The biological mechanisms underlying the association between serum bilirubin levels and DR remain unclear, but there are several possible explanations. Oxidative stress is an important risk factor in the occurrence of DR [21]. As the end product of heme catabolism, bilirubin has a powerful antioxidant capacity. In the total antioxidant capacity of blood plasma, bilirubin was a major contributor; only 10 nM bilirubin scavenges a 10,000-fold higher concentration of hydrogen peroxide [22]. Bilirubin also plays an important role in physiological antioxidant by inhibiting the formation of reactive oxygen species through NADPH oxidase in the endothelial cell [23]. Fu et al. found that due to a lack in the enzyme uridine-diphosphate glucuronosyltransferase (UGT1A) and exhibiting an elevation of plasma bilirubin concentration, the mice reduced streptozotocin-induced pancreatic β-cell dysfunction by weakening oxidative stress [24]. Similar results were found in the studies on genetic variants. Abbasi et al. performed Mendelian randomization in a prospective cohort of 3381 participants, used rs6742078 located in UGT1A 1, and found that elevated STBC is causally associated with the risk of DM [25]. Several studies also found that low-grade inflammation plays a critical role in the development of diabetic retinopathy [16, 26]. Bilirubin also has anti-inflammatory properties through interfering with the expression of cell adhesion molecules, complement activity, and T cell differentiation [22]. Furthermore, clinical studies have demonstrated a negative relationship between serum bilirubin and C-reactive protein levels, which is a robust marker of inflammatory status [27]. In subjects with Gilbert syndrome, Tapan et al. found that there was a negative association between serum bilirubin concentration and soluble forms of CD40 ligand and P-selectin [28]. The modulatory effects of bilirubin on T regulatory cell differentiation were recently reported [29], further underlining the protective role of bilirubin in the pathogenesis of chronic inflammatory as well as in autoimmune conditions.

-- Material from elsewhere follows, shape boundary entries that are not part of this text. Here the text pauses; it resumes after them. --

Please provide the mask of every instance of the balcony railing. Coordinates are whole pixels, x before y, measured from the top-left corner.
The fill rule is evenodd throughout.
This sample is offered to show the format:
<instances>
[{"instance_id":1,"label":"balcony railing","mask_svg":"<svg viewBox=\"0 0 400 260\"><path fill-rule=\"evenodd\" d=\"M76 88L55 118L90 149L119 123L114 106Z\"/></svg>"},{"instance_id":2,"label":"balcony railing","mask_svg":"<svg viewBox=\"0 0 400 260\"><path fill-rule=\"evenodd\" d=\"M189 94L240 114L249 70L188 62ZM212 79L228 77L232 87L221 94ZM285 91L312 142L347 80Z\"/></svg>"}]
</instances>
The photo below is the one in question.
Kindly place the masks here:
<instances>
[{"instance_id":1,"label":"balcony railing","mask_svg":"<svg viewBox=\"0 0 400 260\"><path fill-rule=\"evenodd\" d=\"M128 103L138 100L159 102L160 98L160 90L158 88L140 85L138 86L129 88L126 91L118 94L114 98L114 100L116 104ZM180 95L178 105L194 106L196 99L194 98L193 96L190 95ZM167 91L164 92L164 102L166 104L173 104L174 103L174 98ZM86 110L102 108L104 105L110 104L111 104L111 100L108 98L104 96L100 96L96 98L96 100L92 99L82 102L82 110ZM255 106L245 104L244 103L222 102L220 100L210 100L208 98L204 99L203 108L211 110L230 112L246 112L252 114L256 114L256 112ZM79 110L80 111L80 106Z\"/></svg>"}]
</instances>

Our study had several limitations. First, due to the hospital-based cross-sectional study, the subjects were mainly collected from the ophthalmic clinic; therefore, there may be selection bias in the collection [30], and we could not directly infer the causal relationship between serum bilirubin concentration and the risk of DR. Second, serum bilirubin concentration was measure only once and, therefore, could not reflect the fluctuation and mean level. Taking these things into consideration, the results of our study may not be applicable to the general population or patients with type 2 diabetes. So then, our study aimed at revealing and exploring the relationship between serum bilirubin concentration and the risk of DR. In the future, several more prospective studies are needed to confirm the present findings in the Chinese population.

5. Conclusions

Currently, the measuring method of STBC in most hospitals is performed routinely and is not expensive to patients. Thus, STBC can be used easily by clinicians as one of the risk factors for the development of DR. Our results indicated that STBC could be considered a biomarker to predict the risk of DR.

Data Availability

The datasets used to support this study are currently under embargo while the research findings are commercialized. Requests for data, 12 months after initial publication, will be considered by the corresponding author.

Ethical Approval

This study was approved by the ethical committee of the Fourth Hospital of China Medical University (EC-2015-KS-030).

Conflicts of Interest

The authors have no conflicts to disclose.